I let go of anger at my ex because it did not serve me to keep angry at him. If he could have been the person I wanted him to be we would still have been together. So there was no point in having expectations of him that he could not meet and be angry all the time. I saw that the anger kept me tied to him and I wanted to be free.

I gave up making him wrong and demanding justice. By forgiving him I let go my right to exact vengeance and let him be free to experience whatever life would teach him.  

I released dreams that I had of the life we were going to have and that would no longer take place, and dreams I had for my children that revolved around the life I had thought I would live with them and their Dad. I let go my demands that he be a certain kind of Dad. I let go that I had to conform to his expectations. I let go the insider jokes we had had.   

I dropped there was any hope of resolving our issues.
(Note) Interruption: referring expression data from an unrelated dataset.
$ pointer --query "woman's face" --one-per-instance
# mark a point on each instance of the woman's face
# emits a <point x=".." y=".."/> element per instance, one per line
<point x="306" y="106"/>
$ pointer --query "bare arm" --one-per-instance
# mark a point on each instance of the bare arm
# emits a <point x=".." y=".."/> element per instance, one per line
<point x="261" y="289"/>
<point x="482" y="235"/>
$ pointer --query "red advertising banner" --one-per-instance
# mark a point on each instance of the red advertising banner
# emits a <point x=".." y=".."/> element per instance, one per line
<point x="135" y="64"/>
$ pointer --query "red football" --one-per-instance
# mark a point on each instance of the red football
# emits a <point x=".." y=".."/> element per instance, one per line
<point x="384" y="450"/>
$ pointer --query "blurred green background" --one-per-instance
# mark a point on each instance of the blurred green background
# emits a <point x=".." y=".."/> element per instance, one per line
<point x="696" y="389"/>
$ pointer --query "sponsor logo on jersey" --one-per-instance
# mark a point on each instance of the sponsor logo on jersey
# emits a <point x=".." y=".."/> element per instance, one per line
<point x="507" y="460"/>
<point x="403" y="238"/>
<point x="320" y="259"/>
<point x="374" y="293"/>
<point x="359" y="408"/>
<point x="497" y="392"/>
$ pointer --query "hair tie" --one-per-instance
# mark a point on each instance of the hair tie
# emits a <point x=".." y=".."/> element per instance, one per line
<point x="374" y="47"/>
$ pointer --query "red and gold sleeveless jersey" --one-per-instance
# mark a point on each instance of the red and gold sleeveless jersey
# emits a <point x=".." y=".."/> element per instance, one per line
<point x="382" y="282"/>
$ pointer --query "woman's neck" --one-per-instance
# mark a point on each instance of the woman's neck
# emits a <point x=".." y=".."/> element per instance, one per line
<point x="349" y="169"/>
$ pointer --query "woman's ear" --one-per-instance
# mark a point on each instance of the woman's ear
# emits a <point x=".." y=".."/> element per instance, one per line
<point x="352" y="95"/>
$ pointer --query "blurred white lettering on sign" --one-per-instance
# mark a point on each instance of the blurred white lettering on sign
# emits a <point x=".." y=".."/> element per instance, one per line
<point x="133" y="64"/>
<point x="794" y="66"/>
There was nothing but what was really happening in that moment which was that we had irreconcilable differences.

By letting go I felt like somehow I was letting down life. I was giving up. What was the purpose of my life anyhow? Had I missed the mark and failed so miserably that all that was left was to give up in despair? What could possibly redeem my life? By letting go was I just being weak and not trying hard enough? Was this a reflection on my lack of character, and just showing what a feeble individual I was? 

 You know your journey, where you have done all you can, where you have to let go.  As long as you hold on to the past you live in the past. For there to be a new future you have to let go. To let go means that something else can arise in the place of what you let go of.

Questions to ponder: 

1. How am I doing in handling my emotions regarding grief? 

2. What are the areas of letting go that I recognise are occurring in my life right now? 

3. How will letting go invite newness into my life?